Ahora bien, me parece que la dificultad principal guarda relación con el consentimiento. La premisa dominante es que toda acción consentida es, por definición, legítima. Sin embargo, esa tesis oscurece la pregunta por las circunstancias que rodean nuestras decisiones: no todos los consentimientos son iguales (aquí reside, quizás, el gran punto ciego de varias corrientes liberales). Para explicarlo en simple, la legalización de la eutanasia tiene efectos sobre la autonomía, al cargar en el enfermo —que ya está en una posición desmedrada— un peso que bien puede ser insoportable. Al mostrar una vía de salida a una persona que probablemente ya se siente de sobra en el mundo —porque alguien tiene que cuidarla, alguien tiene que ocuparse de ella, alguien tiene que dedicarle tiempo—, el consentimiento resulta evidentemente distorsionado. En lugar de acompañar a nuestros abuelos en su enfermedad (lo que no excluye aliviar su dolor), los dejaremos en una situación imposible. De más está decir que ese peso se verá acentuado en aquellos que son más vulnerables, que cuentan con menos redes y recursos para enfrentar una enfermedad. En ese sentido, resultaría mucho más razonable destinar más recursos a cuidados paliativos, y poner atención en el encarnizamiento terapéutico que puede prolongar artificialmente la vida.

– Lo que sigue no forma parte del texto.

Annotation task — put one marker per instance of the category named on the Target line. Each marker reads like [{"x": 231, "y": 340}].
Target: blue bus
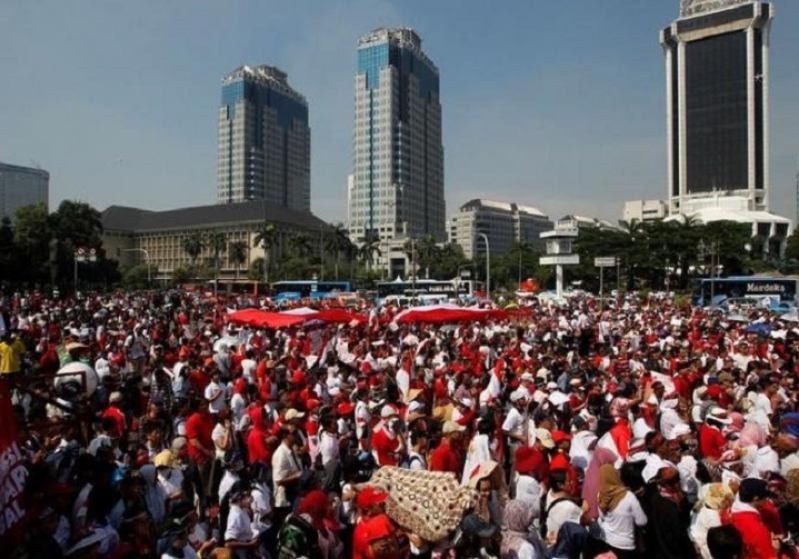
[
  {"x": 313, "y": 289},
  {"x": 712, "y": 291},
  {"x": 425, "y": 290}
]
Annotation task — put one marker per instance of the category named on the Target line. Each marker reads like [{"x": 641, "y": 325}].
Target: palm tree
[
  {"x": 238, "y": 254},
  {"x": 300, "y": 244},
  {"x": 193, "y": 245},
  {"x": 217, "y": 242},
  {"x": 427, "y": 251},
  {"x": 338, "y": 241},
  {"x": 370, "y": 247},
  {"x": 266, "y": 237}
]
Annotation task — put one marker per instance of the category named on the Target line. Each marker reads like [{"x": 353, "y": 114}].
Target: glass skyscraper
[
  {"x": 396, "y": 189},
  {"x": 717, "y": 102},
  {"x": 264, "y": 140},
  {"x": 22, "y": 186}
]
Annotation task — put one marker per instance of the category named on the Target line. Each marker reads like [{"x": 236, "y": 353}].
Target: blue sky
[{"x": 559, "y": 105}]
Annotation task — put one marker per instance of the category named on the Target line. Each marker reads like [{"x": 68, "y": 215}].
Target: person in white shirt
[
  {"x": 215, "y": 393},
  {"x": 286, "y": 471},
  {"x": 619, "y": 512},
  {"x": 239, "y": 534},
  {"x": 417, "y": 459}
]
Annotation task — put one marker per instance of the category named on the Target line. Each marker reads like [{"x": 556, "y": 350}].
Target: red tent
[
  {"x": 440, "y": 314},
  {"x": 340, "y": 316},
  {"x": 265, "y": 319}
]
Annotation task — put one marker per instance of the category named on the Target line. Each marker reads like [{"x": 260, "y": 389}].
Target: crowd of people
[{"x": 561, "y": 431}]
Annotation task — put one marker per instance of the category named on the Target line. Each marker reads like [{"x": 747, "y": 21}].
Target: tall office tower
[
  {"x": 717, "y": 103},
  {"x": 22, "y": 186},
  {"x": 397, "y": 189},
  {"x": 264, "y": 140}
]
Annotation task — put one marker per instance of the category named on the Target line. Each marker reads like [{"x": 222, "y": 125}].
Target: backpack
[{"x": 297, "y": 539}]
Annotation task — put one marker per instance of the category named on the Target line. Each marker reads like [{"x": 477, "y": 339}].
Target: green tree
[
  {"x": 238, "y": 255},
  {"x": 369, "y": 250},
  {"x": 217, "y": 242},
  {"x": 338, "y": 242},
  {"x": 32, "y": 235},
  {"x": 427, "y": 253},
  {"x": 266, "y": 237},
  {"x": 193, "y": 245},
  {"x": 137, "y": 275}
]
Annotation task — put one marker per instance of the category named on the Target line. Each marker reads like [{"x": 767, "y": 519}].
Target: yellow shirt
[{"x": 11, "y": 356}]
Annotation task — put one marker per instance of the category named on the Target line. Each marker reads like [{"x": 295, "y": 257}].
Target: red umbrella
[{"x": 265, "y": 319}]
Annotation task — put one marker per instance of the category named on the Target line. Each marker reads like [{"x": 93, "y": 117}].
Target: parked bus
[
  {"x": 711, "y": 291},
  {"x": 424, "y": 290},
  {"x": 314, "y": 289}
]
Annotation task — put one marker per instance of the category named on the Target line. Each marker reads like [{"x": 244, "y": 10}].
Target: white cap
[
  {"x": 518, "y": 394},
  {"x": 388, "y": 411}
]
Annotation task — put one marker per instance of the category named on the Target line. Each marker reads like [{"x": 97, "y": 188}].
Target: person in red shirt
[
  {"x": 447, "y": 457},
  {"x": 113, "y": 411},
  {"x": 199, "y": 429},
  {"x": 387, "y": 445},
  {"x": 560, "y": 461},
  {"x": 712, "y": 442},
  {"x": 753, "y": 495},
  {"x": 371, "y": 504}
]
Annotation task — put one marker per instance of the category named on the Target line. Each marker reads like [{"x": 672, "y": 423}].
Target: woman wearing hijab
[
  {"x": 602, "y": 456},
  {"x": 713, "y": 498},
  {"x": 154, "y": 495},
  {"x": 315, "y": 508},
  {"x": 620, "y": 513},
  {"x": 518, "y": 540}
]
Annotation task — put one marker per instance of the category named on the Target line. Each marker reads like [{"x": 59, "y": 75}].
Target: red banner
[{"x": 12, "y": 474}]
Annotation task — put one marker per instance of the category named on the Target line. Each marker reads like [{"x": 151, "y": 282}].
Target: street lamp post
[
  {"x": 488, "y": 268},
  {"x": 146, "y": 258}
]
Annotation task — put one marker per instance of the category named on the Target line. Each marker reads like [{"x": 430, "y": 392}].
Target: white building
[
  {"x": 22, "y": 186},
  {"x": 397, "y": 191},
  {"x": 644, "y": 210},
  {"x": 503, "y": 223}
]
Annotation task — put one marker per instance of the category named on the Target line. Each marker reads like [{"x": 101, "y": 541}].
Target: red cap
[
  {"x": 527, "y": 459},
  {"x": 311, "y": 405},
  {"x": 369, "y": 497},
  {"x": 345, "y": 409},
  {"x": 560, "y": 436},
  {"x": 378, "y": 527}
]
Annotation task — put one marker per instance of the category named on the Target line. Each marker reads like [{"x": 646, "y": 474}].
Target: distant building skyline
[
  {"x": 397, "y": 186},
  {"x": 717, "y": 71},
  {"x": 22, "y": 186},
  {"x": 264, "y": 149},
  {"x": 504, "y": 223}
]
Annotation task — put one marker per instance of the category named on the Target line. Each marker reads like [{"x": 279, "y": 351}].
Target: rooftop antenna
[{"x": 796, "y": 223}]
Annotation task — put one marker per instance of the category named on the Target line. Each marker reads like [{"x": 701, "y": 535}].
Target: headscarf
[
  {"x": 611, "y": 489},
  {"x": 315, "y": 504},
  {"x": 792, "y": 487},
  {"x": 602, "y": 456},
  {"x": 715, "y": 496},
  {"x": 518, "y": 517},
  {"x": 154, "y": 494}
]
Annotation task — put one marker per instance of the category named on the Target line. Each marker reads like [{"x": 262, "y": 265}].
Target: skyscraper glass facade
[
  {"x": 264, "y": 140},
  {"x": 717, "y": 72},
  {"x": 398, "y": 180}
]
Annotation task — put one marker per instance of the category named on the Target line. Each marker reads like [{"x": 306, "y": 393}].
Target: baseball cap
[
  {"x": 452, "y": 427},
  {"x": 474, "y": 526},
  {"x": 560, "y": 436},
  {"x": 545, "y": 437},
  {"x": 751, "y": 489},
  {"x": 294, "y": 414}
]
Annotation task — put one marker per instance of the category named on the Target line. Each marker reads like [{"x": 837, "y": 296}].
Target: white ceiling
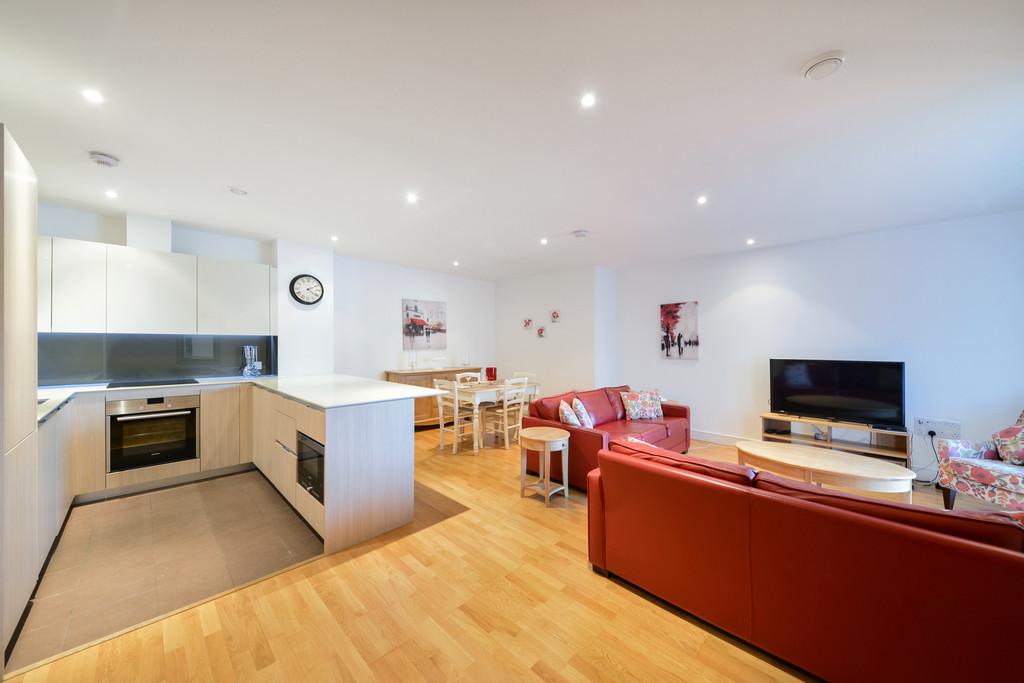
[{"x": 327, "y": 113}]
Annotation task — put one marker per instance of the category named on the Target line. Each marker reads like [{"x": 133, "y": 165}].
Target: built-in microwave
[
  {"x": 310, "y": 466},
  {"x": 142, "y": 432}
]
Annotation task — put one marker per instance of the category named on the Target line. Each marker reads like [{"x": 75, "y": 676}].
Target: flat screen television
[{"x": 862, "y": 391}]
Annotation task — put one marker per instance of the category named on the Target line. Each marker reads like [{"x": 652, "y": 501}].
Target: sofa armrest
[
  {"x": 674, "y": 410},
  {"x": 951, "y": 447},
  {"x": 595, "y": 519}
]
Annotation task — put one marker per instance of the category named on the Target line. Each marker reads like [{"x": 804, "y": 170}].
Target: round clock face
[{"x": 306, "y": 289}]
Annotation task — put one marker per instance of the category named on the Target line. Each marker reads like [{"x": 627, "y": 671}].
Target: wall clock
[{"x": 306, "y": 289}]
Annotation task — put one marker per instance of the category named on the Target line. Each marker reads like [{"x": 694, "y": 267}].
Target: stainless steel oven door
[{"x": 143, "y": 432}]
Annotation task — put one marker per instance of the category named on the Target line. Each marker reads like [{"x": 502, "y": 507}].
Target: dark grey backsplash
[{"x": 85, "y": 358}]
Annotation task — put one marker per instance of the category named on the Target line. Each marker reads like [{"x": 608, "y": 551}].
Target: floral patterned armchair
[{"x": 975, "y": 468}]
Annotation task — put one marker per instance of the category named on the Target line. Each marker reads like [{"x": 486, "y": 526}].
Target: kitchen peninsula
[{"x": 338, "y": 447}]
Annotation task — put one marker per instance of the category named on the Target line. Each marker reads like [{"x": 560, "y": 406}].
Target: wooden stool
[{"x": 544, "y": 440}]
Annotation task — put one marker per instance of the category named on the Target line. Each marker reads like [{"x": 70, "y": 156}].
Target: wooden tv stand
[{"x": 882, "y": 442}]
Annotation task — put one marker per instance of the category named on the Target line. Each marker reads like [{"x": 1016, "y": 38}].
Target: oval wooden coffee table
[
  {"x": 822, "y": 466},
  {"x": 544, "y": 440}
]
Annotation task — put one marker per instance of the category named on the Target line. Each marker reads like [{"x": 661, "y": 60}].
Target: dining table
[{"x": 480, "y": 394}]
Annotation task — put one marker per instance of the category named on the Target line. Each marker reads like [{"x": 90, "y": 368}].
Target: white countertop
[
  {"x": 322, "y": 391},
  {"x": 328, "y": 391}
]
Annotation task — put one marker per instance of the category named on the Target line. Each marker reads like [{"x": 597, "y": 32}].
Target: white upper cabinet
[
  {"x": 44, "y": 269},
  {"x": 151, "y": 292},
  {"x": 233, "y": 297},
  {"x": 79, "y": 286}
]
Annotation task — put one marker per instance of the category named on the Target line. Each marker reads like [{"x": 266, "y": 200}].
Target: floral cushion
[
  {"x": 642, "y": 404},
  {"x": 992, "y": 480},
  {"x": 582, "y": 414},
  {"x": 566, "y": 416},
  {"x": 966, "y": 450},
  {"x": 1010, "y": 443}
]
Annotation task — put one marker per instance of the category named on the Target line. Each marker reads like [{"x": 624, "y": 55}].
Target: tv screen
[{"x": 861, "y": 391}]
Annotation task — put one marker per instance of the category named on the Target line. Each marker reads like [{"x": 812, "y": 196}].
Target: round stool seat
[{"x": 544, "y": 440}]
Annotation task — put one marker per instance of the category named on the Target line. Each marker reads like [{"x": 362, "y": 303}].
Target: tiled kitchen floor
[{"x": 124, "y": 561}]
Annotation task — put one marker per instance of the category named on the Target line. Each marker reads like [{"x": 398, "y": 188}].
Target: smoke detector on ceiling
[
  {"x": 824, "y": 66},
  {"x": 103, "y": 159}
]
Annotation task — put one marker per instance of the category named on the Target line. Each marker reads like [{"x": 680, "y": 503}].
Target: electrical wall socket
[{"x": 942, "y": 428}]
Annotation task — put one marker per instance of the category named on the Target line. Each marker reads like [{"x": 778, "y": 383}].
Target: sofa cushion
[
  {"x": 582, "y": 414},
  {"x": 597, "y": 403},
  {"x": 712, "y": 468},
  {"x": 615, "y": 398},
  {"x": 991, "y": 528},
  {"x": 547, "y": 408},
  {"x": 567, "y": 416},
  {"x": 646, "y": 431},
  {"x": 1010, "y": 443}
]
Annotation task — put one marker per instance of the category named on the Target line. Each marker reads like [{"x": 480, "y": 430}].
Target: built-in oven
[
  {"x": 142, "y": 432},
  {"x": 310, "y": 466}
]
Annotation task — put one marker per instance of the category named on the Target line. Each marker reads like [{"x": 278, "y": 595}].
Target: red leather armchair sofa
[
  {"x": 605, "y": 407},
  {"x": 847, "y": 588}
]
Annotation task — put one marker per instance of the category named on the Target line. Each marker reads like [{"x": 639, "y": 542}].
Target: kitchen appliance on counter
[
  {"x": 253, "y": 367},
  {"x": 142, "y": 432},
  {"x": 310, "y": 469}
]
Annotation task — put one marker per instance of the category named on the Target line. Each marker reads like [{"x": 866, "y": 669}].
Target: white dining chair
[
  {"x": 451, "y": 409},
  {"x": 507, "y": 414}
]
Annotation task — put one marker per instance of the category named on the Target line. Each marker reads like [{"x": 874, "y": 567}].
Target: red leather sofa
[
  {"x": 847, "y": 588},
  {"x": 605, "y": 407}
]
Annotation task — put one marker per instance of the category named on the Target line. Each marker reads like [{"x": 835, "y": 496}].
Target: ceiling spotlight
[{"x": 823, "y": 66}]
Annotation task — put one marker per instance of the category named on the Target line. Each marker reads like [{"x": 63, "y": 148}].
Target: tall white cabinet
[
  {"x": 151, "y": 292},
  {"x": 79, "y": 286},
  {"x": 233, "y": 297},
  {"x": 17, "y": 383}
]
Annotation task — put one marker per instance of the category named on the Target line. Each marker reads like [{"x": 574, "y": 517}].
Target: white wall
[
  {"x": 944, "y": 298},
  {"x": 368, "y": 316},
  {"x": 61, "y": 221},
  {"x": 565, "y": 357},
  {"x": 305, "y": 334}
]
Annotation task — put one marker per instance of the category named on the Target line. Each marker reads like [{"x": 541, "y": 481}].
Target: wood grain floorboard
[{"x": 481, "y": 586}]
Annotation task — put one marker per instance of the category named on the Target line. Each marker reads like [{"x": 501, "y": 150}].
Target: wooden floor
[{"x": 482, "y": 587}]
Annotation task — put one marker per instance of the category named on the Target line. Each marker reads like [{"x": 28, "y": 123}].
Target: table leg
[
  {"x": 522, "y": 472},
  {"x": 547, "y": 476}
]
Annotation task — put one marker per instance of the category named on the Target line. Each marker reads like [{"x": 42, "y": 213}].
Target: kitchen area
[{"x": 154, "y": 454}]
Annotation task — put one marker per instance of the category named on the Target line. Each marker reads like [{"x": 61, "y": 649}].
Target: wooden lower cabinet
[
  {"x": 218, "y": 427},
  {"x": 425, "y": 412}
]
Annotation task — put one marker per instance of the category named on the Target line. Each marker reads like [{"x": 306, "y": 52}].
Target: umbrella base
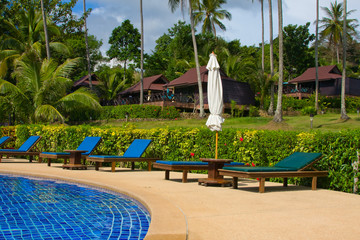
[{"x": 213, "y": 181}]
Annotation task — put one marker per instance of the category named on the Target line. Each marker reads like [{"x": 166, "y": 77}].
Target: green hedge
[
  {"x": 262, "y": 147},
  {"x": 138, "y": 111}
]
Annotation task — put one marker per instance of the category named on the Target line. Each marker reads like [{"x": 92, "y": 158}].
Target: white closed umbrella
[{"x": 215, "y": 97}]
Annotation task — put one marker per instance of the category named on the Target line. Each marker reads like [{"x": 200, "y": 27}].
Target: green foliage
[
  {"x": 261, "y": 147},
  {"x": 139, "y": 111}
]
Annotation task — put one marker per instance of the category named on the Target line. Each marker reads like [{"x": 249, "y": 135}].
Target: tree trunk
[
  {"x": 272, "y": 90},
  {"x": 316, "y": 58},
  {"x": 142, "y": 56},
  {"x": 45, "y": 30},
  {"x": 262, "y": 38},
  {"x": 87, "y": 46},
  {"x": 201, "y": 95},
  {"x": 343, "y": 79},
  {"x": 278, "y": 112}
]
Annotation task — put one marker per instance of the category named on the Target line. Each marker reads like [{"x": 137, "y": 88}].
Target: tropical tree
[
  {"x": 278, "y": 112},
  {"x": 87, "y": 45},
  {"x": 25, "y": 38},
  {"x": 272, "y": 87},
  {"x": 316, "y": 57},
  {"x": 125, "y": 43},
  {"x": 343, "y": 79},
  {"x": 332, "y": 27},
  {"x": 41, "y": 89},
  {"x": 142, "y": 56},
  {"x": 45, "y": 30},
  {"x": 208, "y": 13},
  {"x": 173, "y": 5}
]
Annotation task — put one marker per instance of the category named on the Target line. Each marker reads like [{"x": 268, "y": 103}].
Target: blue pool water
[{"x": 50, "y": 209}]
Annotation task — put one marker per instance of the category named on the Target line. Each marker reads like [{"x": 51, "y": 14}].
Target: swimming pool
[{"x": 49, "y": 209}]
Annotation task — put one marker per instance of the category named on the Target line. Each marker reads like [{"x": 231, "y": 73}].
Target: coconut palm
[
  {"x": 24, "y": 39},
  {"x": 174, "y": 4},
  {"x": 316, "y": 58},
  {"x": 278, "y": 112},
  {"x": 41, "y": 90},
  {"x": 343, "y": 79},
  {"x": 332, "y": 26},
  {"x": 45, "y": 30},
  {"x": 142, "y": 56},
  {"x": 209, "y": 14},
  {"x": 87, "y": 45},
  {"x": 272, "y": 87}
]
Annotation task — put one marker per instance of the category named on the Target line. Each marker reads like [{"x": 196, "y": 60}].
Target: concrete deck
[{"x": 189, "y": 211}]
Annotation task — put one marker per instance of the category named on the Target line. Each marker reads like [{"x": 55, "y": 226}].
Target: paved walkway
[{"x": 193, "y": 212}]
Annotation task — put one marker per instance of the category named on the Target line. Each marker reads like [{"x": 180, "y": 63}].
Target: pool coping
[{"x": 167, "y": 220}]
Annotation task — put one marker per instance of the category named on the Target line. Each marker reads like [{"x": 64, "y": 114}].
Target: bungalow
[
  {"x": 153, "y": 91},
  {"x": 183, "y": 92},
  {"x": 329, "y": 83}
]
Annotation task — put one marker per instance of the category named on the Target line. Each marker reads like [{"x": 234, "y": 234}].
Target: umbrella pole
[{"x": 216, "y": 143}]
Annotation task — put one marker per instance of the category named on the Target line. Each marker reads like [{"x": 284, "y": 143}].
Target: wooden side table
[
  {"x": 75, "y": 160},
  {"x": 213, "y": 172}
]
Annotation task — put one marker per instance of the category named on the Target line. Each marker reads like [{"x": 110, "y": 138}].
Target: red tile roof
[
  {"x": 149, "y": 83},
  {"x": 84, "y": 81},
  {"x": 190, "y": 77},
  {"x": 325, "y": 73}
]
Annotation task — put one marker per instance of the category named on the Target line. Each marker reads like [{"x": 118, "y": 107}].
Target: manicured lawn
[{"x": 326, "y": 122}]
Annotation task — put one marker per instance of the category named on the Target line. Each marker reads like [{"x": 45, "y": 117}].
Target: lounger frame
[
  {"x": 27, "y": 153},
  {"x": 184, "y": 168},
  {"x": 303, "y": 172}
]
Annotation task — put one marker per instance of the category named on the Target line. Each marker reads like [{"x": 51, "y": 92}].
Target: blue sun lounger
[
  {"x": 132, "y": 154},
  {"x": 3, "y": 140},
  {"x": 23, "y": 150},
  {"x": 88, "y": 145},
  {"x": 185, "y": 167},
  {"x": 298, "y": 164}
]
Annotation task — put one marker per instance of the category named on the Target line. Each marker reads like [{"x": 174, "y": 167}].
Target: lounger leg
[
  {"x": 185, "y": 176},
  {"x": 285, "y": 182},
  {"x": 262, "y": 185},
  {"x": 97, "y": 165},
  {"x": 113, "y": 164},
  {"x": 235, "y": 182},
  {"x": 314, "y": 183}
]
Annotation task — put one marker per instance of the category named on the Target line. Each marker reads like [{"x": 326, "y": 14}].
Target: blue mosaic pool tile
[{"x": 46, "y": 209}]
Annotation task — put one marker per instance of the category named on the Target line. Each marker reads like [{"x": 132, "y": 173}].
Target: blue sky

Por otro lado, si queremos ser coherentes con la interpretación dominante de la autonomía, no hay motivo alguno para restringir la eutanasia a ciertos casos tipificados. Al fin y al cabo, todos tendríamos derecho a terminar con nuestra vida en cualquier momento, recibiendo la ayuda necesaria. Algo análogo ocurre con la compasión, pues no hay modo de medir objetivamente el sufrimiento (como decía Hannah Arendt, el dolor es por esencia incomunicable). Si alguien siente un sufrimiento psicológico que le parece insoportable, no tendríamos nada que objetar. Al final, si aceptamos estas premisas, la eutanasia solo debería requerir una decisión libre e informada. ¿Estamos dispuestos a llegar hasta ese punto? ¿O hay algo que nos molesta en esa perspectiva?

En rigor, la eutanasia nos obliga a formular la pregunta por los límites de lo humano, por los límites de nuestra acción y de nuestras posibilidades. El “no matar” no es solo ni principalmente un mandato moral, sino que es sobre todo una sugerencia antropológica: hay realidades sobre las cuales no tenemos todo el poder (si alguien tiene dudas, allí está el desastre ecológico). Tanto en el origen como en el fin de la vida humana subsiste una dimensión misteriosa, que nunca podremos controlar del todo. Puede pensarse que el “buen morir” supone admitir esos límites que escapan a nuestro alcance.